During an interview Sunday on ABC News, Mr. Austin stressed U.S. troops left the airport compound on Thursday to ferry in more than 100 Americans who couldn’t make it past the mass of people blocking access.
The mission he referred to involved 169 Americans who were told by officials from another country, reportedly British military officers on their own rescue mission, to gather at the Baron Hotel, located just outside Abbey Gate — one of the main entrances into the airfield.
When large crowds made it impossible for the Americans to get to Abbey Gate, U.S. military commanders sent a flight of three CH-47 helicopters to the hotel to pick them up and carry them to safety. “It helped 169 Americans get into the gate without issues,” Mr. Austin told ABC’s Martha Raddatz.
Ms. Raddatz, who said the mission saw U.S. forces going only “about a thousand yards” outside the airport, pressed the defense secretary for an explanation of why U.S. troops aren’t reaching further into Kabul to assist people, including U.S. passport-holding Americans, trapped behind the lines in a city now firmly under the control of the Taliban.
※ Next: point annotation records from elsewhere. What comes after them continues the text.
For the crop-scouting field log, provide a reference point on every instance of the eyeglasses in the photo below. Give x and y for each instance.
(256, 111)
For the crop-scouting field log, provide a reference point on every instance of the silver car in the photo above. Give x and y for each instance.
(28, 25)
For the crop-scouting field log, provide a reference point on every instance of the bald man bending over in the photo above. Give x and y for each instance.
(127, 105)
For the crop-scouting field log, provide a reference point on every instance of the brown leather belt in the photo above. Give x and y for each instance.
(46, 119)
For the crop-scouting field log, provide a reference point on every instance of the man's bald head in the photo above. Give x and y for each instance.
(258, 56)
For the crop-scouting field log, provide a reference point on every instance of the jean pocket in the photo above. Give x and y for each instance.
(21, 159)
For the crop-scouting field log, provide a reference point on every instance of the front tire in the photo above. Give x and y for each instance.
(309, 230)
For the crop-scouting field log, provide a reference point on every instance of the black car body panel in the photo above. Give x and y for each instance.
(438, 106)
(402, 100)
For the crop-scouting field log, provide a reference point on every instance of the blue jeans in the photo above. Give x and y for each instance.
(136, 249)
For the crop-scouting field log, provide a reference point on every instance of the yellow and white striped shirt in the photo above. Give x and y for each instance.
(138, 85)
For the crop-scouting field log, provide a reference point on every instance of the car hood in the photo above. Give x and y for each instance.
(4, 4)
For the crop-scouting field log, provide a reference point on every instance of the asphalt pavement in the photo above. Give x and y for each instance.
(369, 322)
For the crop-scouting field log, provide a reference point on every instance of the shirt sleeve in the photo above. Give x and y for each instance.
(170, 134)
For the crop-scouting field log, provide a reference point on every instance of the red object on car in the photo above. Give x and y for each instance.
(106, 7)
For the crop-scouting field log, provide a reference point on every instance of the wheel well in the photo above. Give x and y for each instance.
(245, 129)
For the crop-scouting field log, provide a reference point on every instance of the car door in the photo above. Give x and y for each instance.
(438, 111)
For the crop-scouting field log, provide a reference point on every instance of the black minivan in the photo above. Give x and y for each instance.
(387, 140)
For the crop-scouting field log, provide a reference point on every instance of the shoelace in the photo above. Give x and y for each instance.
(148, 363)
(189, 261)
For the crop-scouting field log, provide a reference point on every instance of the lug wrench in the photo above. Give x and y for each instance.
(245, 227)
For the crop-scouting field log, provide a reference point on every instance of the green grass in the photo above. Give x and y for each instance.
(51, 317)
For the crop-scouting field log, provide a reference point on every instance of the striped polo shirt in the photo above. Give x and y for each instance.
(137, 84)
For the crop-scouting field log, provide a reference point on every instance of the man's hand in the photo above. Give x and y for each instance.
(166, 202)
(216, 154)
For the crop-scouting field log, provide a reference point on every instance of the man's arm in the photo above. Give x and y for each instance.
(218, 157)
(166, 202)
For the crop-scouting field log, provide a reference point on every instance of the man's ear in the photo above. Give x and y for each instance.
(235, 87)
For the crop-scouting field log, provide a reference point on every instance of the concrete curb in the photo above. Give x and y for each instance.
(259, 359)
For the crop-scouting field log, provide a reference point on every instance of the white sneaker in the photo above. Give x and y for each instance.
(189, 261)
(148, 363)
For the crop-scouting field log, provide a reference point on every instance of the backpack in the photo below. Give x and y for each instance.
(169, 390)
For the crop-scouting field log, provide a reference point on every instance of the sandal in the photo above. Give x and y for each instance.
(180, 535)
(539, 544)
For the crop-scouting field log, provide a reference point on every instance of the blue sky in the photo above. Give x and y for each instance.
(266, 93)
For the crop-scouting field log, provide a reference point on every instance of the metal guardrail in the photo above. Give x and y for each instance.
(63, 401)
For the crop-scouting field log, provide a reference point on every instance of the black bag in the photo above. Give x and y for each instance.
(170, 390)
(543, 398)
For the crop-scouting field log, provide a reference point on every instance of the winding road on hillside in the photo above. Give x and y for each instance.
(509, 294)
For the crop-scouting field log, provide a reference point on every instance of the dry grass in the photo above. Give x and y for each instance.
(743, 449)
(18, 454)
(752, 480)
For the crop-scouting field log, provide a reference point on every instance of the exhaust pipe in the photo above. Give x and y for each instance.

“We’re the most capable military in the world,” Ms. Raddatz said.
Mr. Austin told Pentagon reporters last week after the quick collapse of the U.S.-trained and equipped Afghan army that U.S. troops lacked the capability and the capacity to mount rescue missions into the chaos of Kabul. Other Pentagon officials have since said an influx of nearly 5,000 American troops into Kabul’s airport has made such missions more of an option.
“That ‘most capable military in the world’ is going to make sure that airfield remains secure and safe,” Mr. Austin told ABC on Sunday.
“We’re going to look at every means possible to get American citizens, third-country nationals, and special-Immigrant visa applicants to the airfield,” he said.
The defense secretary also pushed the Biden administration talking point that no one predicted that the pro-U.S. Afghan army and government would collapse so swiftly in Kabul. The collapse has led to chaos and sent a flood of terrified Afghans and foreign nationals toward the airport in hopes of an escape.
The Taliban has said it will not seek revenge against Afghans who worked with American or NATO forces over the past two decades. But a United Nations report last week cited instances of Taliban fighters hunting for those people and threatening their families.
Despite such instances, Pentagon officials have said the Taliban has been allowing Americans and Afghans with proper credentials to make it onto the airfield. When problems have arisen, U.S. officials raise those problems in communication with Taliban representatives, the officials have said.
“It is a dynamic and challenging environment,” Mr. Austin told ABC on Sunday. “A noncombatant evacuation operation is one of the most challenging operations in the inventory.”